Familial dilated cardiomyopathy: a transverse and longitudinal clinical and echocardiographic study

• Published in: International journal of cardiology Vol. 33; no. 2; pp. 225 - 231
• Main Authors: Lestuzzi, Chiara, Nicolosi, Gian Luigi, Neri, Antonio, Pavan, Daniela, Mimo, Renata, Dall'Aglio, Vittorio, Favero, Sante, Castorina, Giovanni, Zanuttini, Domenico
• Format: Journal Article
• Language: English
• Published: Shannon Elsevier Ireland Ltd 01.11.1991; Elsevier Science
• Subjects: Adolescent; Adult; Biological and medical sciences; Cardiology. Vascular system; Cardiomyopathy, Dilated - diagnostic imaging; Cardiomyopathy, Dilated - epidemiology; Cardiomyopathy, Dilated - genetics; Causality; Echocardiography; Familial dilated cardiomyopathy; Female; Follow-Up Studies; Heart; Humans; Italy - epidemiology; Male; Medical sciences; Middle Aged; Myocarditis.

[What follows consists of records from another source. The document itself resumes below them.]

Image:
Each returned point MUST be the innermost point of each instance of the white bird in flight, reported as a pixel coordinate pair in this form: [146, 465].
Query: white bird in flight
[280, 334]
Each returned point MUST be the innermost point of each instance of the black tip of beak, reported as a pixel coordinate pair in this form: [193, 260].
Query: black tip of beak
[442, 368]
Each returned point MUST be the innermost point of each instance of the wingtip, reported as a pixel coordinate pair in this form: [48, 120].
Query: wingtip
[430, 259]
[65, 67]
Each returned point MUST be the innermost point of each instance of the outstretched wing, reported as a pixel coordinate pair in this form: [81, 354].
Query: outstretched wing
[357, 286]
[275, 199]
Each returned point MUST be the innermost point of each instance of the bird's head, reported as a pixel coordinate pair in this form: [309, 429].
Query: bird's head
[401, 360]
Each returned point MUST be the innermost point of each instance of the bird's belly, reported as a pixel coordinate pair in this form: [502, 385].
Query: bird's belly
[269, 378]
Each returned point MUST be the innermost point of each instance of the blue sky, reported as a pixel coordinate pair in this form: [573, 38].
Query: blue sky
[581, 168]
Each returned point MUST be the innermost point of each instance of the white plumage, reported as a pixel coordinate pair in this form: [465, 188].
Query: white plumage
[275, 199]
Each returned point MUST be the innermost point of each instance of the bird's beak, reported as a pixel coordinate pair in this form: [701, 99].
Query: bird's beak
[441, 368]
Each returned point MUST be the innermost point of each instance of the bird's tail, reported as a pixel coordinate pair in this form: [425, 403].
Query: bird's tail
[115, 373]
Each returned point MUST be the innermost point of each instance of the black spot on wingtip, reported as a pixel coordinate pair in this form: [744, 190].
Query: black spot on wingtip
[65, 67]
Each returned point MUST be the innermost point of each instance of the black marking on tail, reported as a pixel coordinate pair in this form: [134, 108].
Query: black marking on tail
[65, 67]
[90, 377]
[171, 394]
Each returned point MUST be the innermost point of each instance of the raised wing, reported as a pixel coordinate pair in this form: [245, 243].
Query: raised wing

Cardiomyopathies; Pedigree; Prevalence; Prognosis; Familial dilated cardiomyopathy; Sonography; Human; Echocardiography; Family study; Follow up study; Hypertrophic cardiomyopathy; Cardiovascular disease; Clinical investigation; Myocardial disease
• ISSN: 0167-5273; 1874-1754
• DOI: 10.1016/0167-5273(91)90351-O

The familial occurrence of hypertrophic cardiomyopathy is well known; familial dilated cardiomyopathy has so far received less attention. Ten families with two or more members affected by dilated cardiomyopathy were studied by echocardiography. In 3 out of 10 families, a transverse study extended to even apparently healthy subjects was carried out, which included a total of 45 subjects. In 19 out of the 45, dilated cardiomyopathy (either symptomatic or asymptomatic) was diagnosed at echocardiography. Three more relatives, already dead of the disease, were identified through hospital records. A clinical and echocardiographic longitudinal study, lasting up to 11 years, was carried out in 5 of the 10 families. During the follow-up, 8 out of 19 patients who, at first examination were affected by dilated cardiomyopathy, died, one improved, 3 remained in stable condition and 7 were lost at follow-up. One of two patients who presented echocardiographic findings suggestive of border-line dilated cardiomyopathy returned to normality and the other developed dilated cardiomyopathy. The clinical and echocardiographic findings in our patients, and in their relatives, suggest the possibility that idiopathic dilated cardiomyopathy may be a multifactorial disease in which genetic factors might play a variable role.